Le 3 juillet, jour de ses funérailles, ses nombreux amis se sont souvenus… Avec sa disparition, c’est une page d’histoire de Saint-Michel qui s’est tournée. Marguerite était une femme de cœur et de caractère, parfois têtue, mais qui a toujours privilégié l’amitié et les contacts humains aux affaires. C’est une figure et une personnalité de chez nous qui manque déjà à ceux et celles qui ont eu la chance de la côtoyer.
Guy COUTURIER – Les gens d’ici, bulletin municipal de Saint-Michel-de-Saint-Geoirs – 3ème trimestre 2007
La Fraternelle redonne vie au restaurant de Marguerite Joussard
Dimanche 9 juin 2024, se tenait l’exposition “Saint-Michel au fil du temps” organisée par La Fraternelle, et qui rendait hommage à Marguerite, iconique cuisinière du dernier bar-restaurant du village.
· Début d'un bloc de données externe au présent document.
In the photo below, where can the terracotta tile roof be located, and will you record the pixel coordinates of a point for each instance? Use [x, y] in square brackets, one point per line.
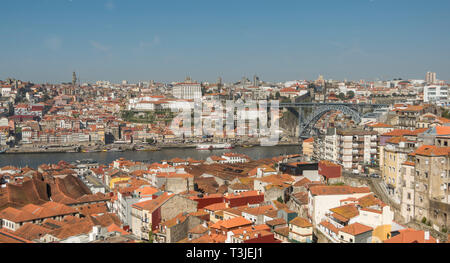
[345, 213]
[152, 205]
[282, 231]
[337, 190]
[380, 125]
[216, 207]
[116, 228]
[90, 209]
[6, 237]
[199, 229]
[31, 231]
[370, 200]
[302, 197]
[276, 222]
[309, 140]
[356, 229]
[232, 223]
[32, 212]
[431, 150]
[410, 236]
[300, 222]
[329, 226]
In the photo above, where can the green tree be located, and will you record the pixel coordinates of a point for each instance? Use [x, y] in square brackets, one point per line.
[150, 234]
[341, 96]
[280, 199]
[350, 94]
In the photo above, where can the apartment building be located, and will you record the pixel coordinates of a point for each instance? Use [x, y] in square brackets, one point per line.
[436, 94]
[351, 148]
[187, 90]
[395, 153]
[432, 182]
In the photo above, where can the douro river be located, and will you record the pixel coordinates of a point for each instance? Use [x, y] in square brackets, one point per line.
[34, 160]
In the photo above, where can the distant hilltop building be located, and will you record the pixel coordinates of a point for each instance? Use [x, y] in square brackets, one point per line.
[431, 77]
[187, 90]
[74, 78]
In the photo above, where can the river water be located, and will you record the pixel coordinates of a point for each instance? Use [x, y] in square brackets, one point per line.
[34, 160]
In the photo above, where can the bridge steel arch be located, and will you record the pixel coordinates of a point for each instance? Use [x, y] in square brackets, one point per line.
[307, 125]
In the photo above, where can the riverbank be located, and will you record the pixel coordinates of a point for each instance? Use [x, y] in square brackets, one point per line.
[123, 148]
[33, 160]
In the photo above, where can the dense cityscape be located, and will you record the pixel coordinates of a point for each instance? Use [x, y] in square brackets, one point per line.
[210, 131]
[373, 169]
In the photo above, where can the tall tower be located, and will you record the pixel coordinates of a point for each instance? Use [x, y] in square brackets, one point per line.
[74, 78]
[431, 77]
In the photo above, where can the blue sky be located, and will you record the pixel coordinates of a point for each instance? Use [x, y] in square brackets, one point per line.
[45, 40]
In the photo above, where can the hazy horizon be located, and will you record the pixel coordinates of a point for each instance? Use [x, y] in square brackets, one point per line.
[46, 40]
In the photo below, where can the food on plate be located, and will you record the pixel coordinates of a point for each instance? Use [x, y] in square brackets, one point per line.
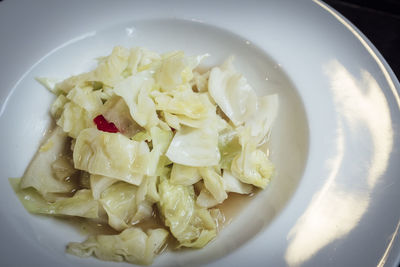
[147, 137]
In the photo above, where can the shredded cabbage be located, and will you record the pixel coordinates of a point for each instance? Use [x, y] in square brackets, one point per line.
[143, 138]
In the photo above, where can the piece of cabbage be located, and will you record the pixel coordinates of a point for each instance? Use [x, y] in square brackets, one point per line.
[175, 71]
[116, 111]
[195, 147]
[86, 98]
[132, 245]
[160, 140]
[135, 92]
[118, 201]
[57, 107]
[233, 184]
[252, 165]
[108, 71]
[214, 183]
[190, 224]
[81, 204]
[184, 175]
[98, 183]
[74, 119]
[229, 147]
[112, 155]
[232, 93]
[186, 103]
[40, 174]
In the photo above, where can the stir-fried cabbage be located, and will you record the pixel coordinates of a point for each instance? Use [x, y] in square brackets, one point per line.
[148, 138]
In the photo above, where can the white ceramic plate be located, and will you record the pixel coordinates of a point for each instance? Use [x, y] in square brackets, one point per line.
[334, 200]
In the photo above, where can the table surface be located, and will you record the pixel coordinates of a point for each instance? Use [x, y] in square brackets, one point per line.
[379, 21]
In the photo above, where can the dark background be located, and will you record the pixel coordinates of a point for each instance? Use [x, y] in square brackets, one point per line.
[379, 20]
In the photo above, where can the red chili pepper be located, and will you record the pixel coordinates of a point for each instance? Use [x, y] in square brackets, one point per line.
[105, 126]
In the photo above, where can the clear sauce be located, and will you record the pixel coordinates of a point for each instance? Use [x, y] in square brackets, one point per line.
[232, 206]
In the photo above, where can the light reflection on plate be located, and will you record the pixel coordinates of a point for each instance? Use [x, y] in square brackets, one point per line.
[344, 209]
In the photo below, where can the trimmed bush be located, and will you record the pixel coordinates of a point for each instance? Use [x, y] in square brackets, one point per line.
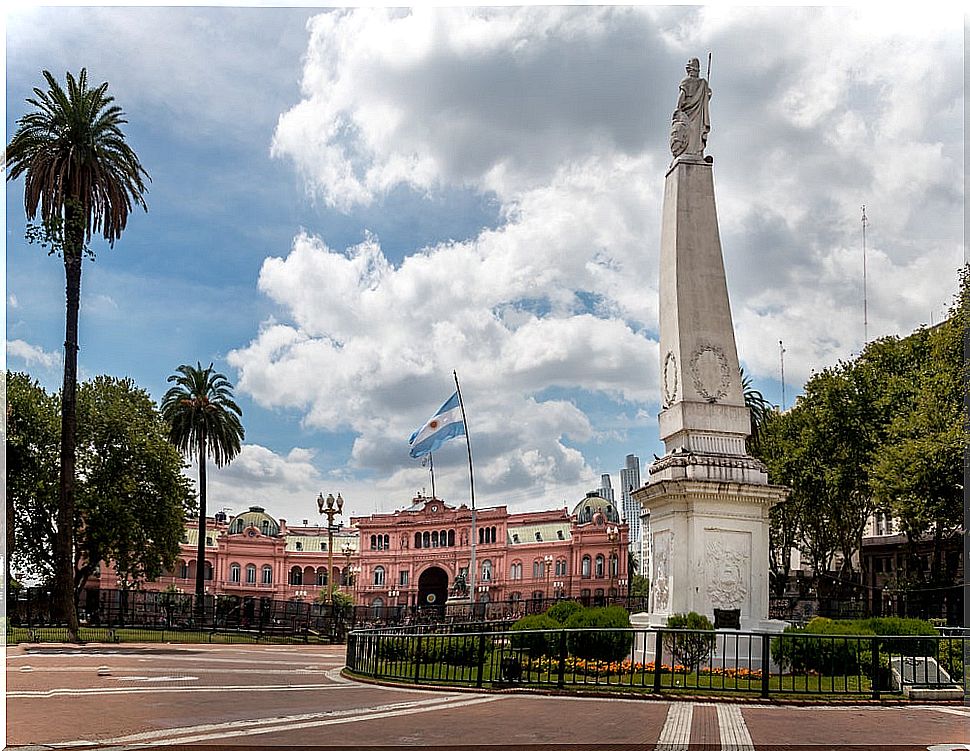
[609, 646]
[563, 610]
[904, 627]
[829, 654]
[535, 645]
[690, 649]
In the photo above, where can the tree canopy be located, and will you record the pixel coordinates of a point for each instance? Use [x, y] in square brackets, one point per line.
[884, 432]
[132, 497]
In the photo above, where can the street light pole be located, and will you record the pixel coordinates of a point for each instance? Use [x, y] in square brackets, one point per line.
[613, 536]
[326, 506]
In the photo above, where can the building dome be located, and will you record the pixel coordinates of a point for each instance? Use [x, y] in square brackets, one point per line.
[256, 517]
[586, 510]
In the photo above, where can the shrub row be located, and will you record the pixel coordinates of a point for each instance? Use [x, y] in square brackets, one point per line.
[608, 646]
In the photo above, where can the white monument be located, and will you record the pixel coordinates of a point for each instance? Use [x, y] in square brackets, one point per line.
[707, 497]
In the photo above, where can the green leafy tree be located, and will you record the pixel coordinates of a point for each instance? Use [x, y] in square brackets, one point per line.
[132, 497]
[83, 178]
[204, 421]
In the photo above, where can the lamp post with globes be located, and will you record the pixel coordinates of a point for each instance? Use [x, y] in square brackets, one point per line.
[547, 562]
[331, 507]
[613, 536]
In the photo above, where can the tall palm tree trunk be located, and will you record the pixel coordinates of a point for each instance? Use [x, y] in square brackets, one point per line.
[200, 556]
[64, 549]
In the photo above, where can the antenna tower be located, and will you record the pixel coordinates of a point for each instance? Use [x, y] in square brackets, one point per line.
[865, 301]
[781, 355]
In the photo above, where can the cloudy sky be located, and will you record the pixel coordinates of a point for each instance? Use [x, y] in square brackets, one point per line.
[348, 205]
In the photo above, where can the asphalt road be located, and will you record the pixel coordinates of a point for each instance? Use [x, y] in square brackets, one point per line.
[245, 697]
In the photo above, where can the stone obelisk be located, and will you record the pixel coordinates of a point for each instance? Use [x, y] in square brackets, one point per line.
[708, 498]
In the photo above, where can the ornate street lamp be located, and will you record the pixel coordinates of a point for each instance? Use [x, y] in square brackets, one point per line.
[327, 506]
[613, 536]
[547, 560]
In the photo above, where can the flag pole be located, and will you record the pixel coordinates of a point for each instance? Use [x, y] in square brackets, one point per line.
[471, 479]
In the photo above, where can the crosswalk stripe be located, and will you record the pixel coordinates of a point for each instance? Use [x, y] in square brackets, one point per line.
[675, 735]
[733, 732]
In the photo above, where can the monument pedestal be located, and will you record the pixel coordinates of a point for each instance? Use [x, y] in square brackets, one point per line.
[708, 498]
[710, 546]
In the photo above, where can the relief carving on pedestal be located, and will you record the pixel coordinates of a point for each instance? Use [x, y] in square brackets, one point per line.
[710, 372]
[728, 564]
[669, 378]
[660, 583]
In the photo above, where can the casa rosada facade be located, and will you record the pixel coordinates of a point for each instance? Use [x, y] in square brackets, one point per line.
[413, 556]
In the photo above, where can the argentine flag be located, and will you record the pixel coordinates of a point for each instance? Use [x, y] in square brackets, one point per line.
[446, 423]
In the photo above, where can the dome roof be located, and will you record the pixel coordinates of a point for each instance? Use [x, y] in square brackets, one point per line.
[255, 517]
[587, 508]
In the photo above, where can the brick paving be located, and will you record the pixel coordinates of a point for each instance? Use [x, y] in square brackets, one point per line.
[245, 697]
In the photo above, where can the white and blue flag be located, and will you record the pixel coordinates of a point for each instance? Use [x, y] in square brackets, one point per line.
[444, 424]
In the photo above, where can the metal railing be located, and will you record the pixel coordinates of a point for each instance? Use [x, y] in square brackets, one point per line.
[668, 661]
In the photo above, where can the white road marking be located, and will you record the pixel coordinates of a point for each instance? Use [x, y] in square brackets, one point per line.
[200, 733]
[180, 689]
[675, 735]
[734, 733]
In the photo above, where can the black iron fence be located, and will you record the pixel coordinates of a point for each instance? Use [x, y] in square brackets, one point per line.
[111, 614]
[668, 661]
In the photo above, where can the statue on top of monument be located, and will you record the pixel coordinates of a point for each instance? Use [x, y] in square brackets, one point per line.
[691, 121]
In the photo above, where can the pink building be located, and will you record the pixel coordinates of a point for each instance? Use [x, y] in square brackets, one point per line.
[411, 556]
[254, 555]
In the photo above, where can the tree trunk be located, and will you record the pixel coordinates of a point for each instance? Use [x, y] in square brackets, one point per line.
[200, 557]
[64, 601]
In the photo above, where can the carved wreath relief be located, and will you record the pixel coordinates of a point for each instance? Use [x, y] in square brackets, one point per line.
[728, 569]
[710, 372]
[661, 571]
[669, 376]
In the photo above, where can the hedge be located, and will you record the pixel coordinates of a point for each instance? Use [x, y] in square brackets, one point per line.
[609, 646]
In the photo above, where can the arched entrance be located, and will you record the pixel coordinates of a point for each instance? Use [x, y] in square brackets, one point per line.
[432, 588]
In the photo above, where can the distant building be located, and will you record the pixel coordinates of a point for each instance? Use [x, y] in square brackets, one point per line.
[605, 489]
[630, 481]
[411, 556]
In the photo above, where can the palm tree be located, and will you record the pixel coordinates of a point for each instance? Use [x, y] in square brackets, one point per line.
[203, 421]
[759, 407]
[83, 178]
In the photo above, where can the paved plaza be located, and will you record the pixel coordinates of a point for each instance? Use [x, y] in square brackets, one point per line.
[251, 696]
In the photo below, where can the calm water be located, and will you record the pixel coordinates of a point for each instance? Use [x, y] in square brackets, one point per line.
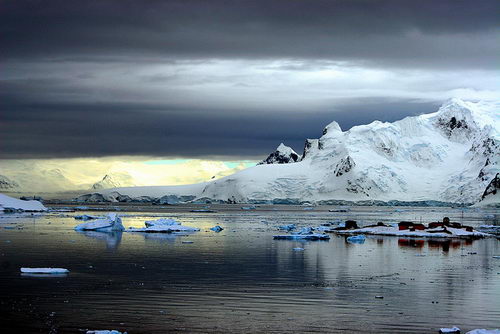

Pour raviver la mémoire collective et échanger des souvenirs, l’association a reconstitué l’ambiance de son restaurant mythique, avec une table dressée, sa cuisine et son fourneau, ainsi que la table de belote et celle de son bistrot, devenues légendaires.
Une affluence notable pour l’exposition
Maurice Dye, ancien maire, garde un souvenir vivace de cet endroit et de la personnalité bienveillante qui le dirigeait. Joël Mabily, l’actuel maire, ne peut qu’abonder dans ce sens. Enfant, il jouait souvent devant le bistrot en culottes courtes. En grandissant, il a participé aux repas des chasseurs organisés chez « La Marguerite ». Ce bistrot était un lieu de convivialité où l’on venait boire un verre, discuter, et se retrouver.
Le dimanche 9 juin, plus d’une centaine de personnes se sont réunies pour vivre un moment de convivialité, partager leurs souvenirs, et revivre des instants de plaisir et de complicité avec cette femme d’une grande gentillesse. Sa présence a marqué le village de manière indélébile, faisant d’elle une figure irremplaçable.